The PCE data was not “alarmed”, and the Federal Reserve breathed a sigh of relief for the time being

金十數據 ·  Oct 1, 2021 22:27

Employment and inflation are still the two major problems plaguing the Federal Reserve.

At 20:30 Beijing time, the US core PCE price index recorded an annual rate of 3.6% in August, in line with expectations. The US core PCE price index recorded a monthly rate of 0.3% in August, slightly higher than the forecast of 0.3%. The monthly rate of personal expenditure in the US recorded 0.8% in August, slightly higher than the forecast of 0.6%.

After the data was released, spot gold rose more than 5 US dollars in the short term. As of 21:05, COMEX futures had an intraday increase of 2.00%, and is now reported at 22.47 US dollars/ounce.

Lingfeng Global analysts believe that the data is in line with expectations, indicating that the current core inflation market, which is at an all-time high in the short term, has been digested. There are no obvious mood swings characteristic of the market. The overall impact is limited, and prices remain fluctuating in the range of 1745.0 to 1760.0.
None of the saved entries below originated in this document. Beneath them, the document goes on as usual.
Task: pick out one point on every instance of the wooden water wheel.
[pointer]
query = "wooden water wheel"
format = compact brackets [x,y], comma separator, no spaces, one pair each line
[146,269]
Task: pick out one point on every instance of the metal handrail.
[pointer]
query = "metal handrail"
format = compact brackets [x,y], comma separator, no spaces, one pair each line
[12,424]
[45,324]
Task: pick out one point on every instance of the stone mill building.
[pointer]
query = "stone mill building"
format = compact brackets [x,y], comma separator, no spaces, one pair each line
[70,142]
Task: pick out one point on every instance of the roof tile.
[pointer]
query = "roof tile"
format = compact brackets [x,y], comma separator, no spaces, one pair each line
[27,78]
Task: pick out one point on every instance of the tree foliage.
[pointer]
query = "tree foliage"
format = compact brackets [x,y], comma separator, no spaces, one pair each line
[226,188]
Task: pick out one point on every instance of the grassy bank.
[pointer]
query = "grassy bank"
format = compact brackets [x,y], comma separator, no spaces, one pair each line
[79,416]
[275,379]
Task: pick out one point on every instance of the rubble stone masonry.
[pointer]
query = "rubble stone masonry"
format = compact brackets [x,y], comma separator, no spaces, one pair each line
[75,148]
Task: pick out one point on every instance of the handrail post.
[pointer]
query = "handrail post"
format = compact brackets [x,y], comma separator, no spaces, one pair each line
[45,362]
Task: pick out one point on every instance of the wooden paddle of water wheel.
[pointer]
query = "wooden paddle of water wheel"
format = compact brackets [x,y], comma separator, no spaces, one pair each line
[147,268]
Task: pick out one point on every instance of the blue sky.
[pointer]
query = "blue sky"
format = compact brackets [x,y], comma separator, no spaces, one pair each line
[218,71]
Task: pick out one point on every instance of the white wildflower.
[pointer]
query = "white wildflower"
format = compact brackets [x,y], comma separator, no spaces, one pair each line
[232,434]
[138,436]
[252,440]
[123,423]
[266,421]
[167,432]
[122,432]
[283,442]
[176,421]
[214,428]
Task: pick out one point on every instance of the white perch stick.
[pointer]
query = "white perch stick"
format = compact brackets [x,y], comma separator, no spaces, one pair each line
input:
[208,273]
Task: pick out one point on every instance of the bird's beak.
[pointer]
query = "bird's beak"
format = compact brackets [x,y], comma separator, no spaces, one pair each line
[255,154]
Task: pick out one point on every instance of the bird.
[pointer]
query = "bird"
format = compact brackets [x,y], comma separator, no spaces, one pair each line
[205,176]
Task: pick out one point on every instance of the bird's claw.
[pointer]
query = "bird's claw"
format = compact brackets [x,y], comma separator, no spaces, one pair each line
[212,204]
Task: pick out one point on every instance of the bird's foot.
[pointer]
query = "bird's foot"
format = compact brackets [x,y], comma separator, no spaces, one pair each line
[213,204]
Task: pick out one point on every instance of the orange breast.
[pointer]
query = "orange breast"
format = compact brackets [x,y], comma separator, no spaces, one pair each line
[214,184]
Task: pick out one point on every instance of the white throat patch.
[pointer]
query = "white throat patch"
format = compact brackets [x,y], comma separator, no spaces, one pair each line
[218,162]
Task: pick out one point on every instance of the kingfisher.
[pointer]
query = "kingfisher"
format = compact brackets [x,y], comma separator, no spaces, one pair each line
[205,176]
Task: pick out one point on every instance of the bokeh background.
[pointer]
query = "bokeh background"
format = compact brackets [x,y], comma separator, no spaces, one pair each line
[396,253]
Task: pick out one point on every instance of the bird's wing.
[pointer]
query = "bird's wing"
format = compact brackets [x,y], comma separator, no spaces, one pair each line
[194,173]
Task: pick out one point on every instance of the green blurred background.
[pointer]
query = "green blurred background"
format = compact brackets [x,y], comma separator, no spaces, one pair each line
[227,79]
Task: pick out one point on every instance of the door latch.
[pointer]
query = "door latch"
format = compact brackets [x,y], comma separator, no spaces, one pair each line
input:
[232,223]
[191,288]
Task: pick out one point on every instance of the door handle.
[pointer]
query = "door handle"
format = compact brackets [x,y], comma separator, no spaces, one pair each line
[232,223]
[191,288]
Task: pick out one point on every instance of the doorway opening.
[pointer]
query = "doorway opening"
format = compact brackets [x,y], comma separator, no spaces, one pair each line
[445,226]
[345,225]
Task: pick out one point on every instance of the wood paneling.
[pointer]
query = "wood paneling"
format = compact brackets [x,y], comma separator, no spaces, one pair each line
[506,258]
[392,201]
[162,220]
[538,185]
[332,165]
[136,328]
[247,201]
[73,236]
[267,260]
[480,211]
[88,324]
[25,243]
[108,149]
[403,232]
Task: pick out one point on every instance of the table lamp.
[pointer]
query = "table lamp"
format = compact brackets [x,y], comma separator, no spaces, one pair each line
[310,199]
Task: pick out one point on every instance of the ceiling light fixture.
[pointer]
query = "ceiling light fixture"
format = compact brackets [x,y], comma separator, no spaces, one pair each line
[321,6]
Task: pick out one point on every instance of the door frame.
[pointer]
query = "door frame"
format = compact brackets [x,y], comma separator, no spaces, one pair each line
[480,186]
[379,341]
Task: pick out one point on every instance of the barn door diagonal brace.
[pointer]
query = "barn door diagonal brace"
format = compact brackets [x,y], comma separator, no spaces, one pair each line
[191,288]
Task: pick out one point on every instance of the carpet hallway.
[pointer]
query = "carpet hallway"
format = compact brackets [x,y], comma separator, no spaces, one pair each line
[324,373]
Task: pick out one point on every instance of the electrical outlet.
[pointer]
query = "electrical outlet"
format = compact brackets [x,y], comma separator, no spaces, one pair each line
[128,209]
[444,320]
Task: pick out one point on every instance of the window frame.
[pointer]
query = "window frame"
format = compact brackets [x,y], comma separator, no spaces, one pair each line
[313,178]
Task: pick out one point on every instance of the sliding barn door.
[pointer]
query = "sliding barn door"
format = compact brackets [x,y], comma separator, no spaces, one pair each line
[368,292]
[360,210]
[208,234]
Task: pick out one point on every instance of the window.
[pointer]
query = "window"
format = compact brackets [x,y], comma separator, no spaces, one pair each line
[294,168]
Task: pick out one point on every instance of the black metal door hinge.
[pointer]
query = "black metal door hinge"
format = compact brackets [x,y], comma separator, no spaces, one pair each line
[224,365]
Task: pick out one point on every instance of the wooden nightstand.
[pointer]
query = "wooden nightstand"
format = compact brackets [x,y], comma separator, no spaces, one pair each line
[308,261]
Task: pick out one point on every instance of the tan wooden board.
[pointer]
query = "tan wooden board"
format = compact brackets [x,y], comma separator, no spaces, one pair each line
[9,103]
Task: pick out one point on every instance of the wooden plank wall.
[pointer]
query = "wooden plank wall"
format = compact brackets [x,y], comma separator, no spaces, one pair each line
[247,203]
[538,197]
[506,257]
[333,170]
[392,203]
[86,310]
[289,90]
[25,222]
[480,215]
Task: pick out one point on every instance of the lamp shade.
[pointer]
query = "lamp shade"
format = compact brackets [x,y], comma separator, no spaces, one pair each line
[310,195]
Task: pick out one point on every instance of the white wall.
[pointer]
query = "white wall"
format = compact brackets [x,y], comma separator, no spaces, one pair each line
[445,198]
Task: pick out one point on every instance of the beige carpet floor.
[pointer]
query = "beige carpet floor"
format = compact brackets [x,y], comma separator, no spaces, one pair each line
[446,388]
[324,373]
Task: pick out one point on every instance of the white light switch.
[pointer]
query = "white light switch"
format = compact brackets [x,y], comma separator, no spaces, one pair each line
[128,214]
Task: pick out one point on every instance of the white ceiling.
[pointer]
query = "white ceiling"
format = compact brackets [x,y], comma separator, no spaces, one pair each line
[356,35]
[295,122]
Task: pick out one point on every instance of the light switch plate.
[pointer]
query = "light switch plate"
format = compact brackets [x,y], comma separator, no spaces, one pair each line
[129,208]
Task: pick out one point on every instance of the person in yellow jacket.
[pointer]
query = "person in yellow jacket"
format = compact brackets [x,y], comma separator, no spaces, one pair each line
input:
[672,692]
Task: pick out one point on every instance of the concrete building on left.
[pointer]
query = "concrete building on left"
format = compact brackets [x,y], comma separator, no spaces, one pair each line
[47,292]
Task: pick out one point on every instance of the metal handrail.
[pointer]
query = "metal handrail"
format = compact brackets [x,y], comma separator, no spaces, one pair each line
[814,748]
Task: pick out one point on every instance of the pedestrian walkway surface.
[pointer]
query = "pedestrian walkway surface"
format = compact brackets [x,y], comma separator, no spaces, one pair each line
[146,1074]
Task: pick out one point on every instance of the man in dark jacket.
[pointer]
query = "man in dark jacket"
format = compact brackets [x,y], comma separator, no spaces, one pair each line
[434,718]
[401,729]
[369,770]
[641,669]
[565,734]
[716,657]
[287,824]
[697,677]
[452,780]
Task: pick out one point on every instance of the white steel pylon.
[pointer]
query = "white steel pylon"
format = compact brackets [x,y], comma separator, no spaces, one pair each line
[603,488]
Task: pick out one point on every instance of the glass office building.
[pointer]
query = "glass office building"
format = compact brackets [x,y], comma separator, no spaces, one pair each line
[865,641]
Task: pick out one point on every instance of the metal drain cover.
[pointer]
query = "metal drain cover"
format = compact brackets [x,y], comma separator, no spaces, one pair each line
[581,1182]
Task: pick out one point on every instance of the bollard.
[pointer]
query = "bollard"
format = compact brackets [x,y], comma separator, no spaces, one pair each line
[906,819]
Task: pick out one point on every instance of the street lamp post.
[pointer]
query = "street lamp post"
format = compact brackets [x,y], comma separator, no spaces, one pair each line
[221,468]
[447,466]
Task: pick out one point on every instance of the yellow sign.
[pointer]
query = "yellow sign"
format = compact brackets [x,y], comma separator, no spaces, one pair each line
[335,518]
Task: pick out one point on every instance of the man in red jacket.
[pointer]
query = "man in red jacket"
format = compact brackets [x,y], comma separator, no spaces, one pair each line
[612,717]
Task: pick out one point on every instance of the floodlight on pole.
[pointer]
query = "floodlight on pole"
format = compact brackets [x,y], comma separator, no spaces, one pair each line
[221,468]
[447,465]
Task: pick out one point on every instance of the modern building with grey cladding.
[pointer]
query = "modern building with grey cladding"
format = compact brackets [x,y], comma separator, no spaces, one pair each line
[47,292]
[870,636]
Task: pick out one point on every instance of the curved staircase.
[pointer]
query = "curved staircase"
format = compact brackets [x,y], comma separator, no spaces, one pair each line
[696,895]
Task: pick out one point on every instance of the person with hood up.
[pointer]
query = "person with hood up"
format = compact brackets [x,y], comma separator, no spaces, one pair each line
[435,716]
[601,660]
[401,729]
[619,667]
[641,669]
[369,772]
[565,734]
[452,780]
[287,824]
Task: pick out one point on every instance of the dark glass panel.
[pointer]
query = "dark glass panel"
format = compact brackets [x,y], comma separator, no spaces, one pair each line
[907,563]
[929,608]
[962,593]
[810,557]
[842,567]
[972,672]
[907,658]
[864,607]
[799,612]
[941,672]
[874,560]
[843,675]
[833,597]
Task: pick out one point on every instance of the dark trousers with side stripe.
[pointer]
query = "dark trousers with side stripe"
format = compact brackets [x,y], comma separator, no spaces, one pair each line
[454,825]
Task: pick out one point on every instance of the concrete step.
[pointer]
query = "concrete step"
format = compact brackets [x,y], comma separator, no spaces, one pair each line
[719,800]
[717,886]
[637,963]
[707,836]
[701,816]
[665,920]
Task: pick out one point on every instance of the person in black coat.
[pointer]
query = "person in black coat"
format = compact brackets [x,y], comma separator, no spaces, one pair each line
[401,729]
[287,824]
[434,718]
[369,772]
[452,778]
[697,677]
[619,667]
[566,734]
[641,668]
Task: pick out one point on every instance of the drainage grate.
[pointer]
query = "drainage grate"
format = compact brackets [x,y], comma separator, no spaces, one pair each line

Looking at the long term, without sufficient support from good economic data, the Federal Reserve's monetary policy will need more data guidance, and the policy will not be particularly clear in the future.The long and short pattern will remain stable, and the probability that the price of gold will fluctuate in the range will increase. However, with the gradual normalization of monetary policy in the future, there is a possibility that prices will continue to fall after the adjustment.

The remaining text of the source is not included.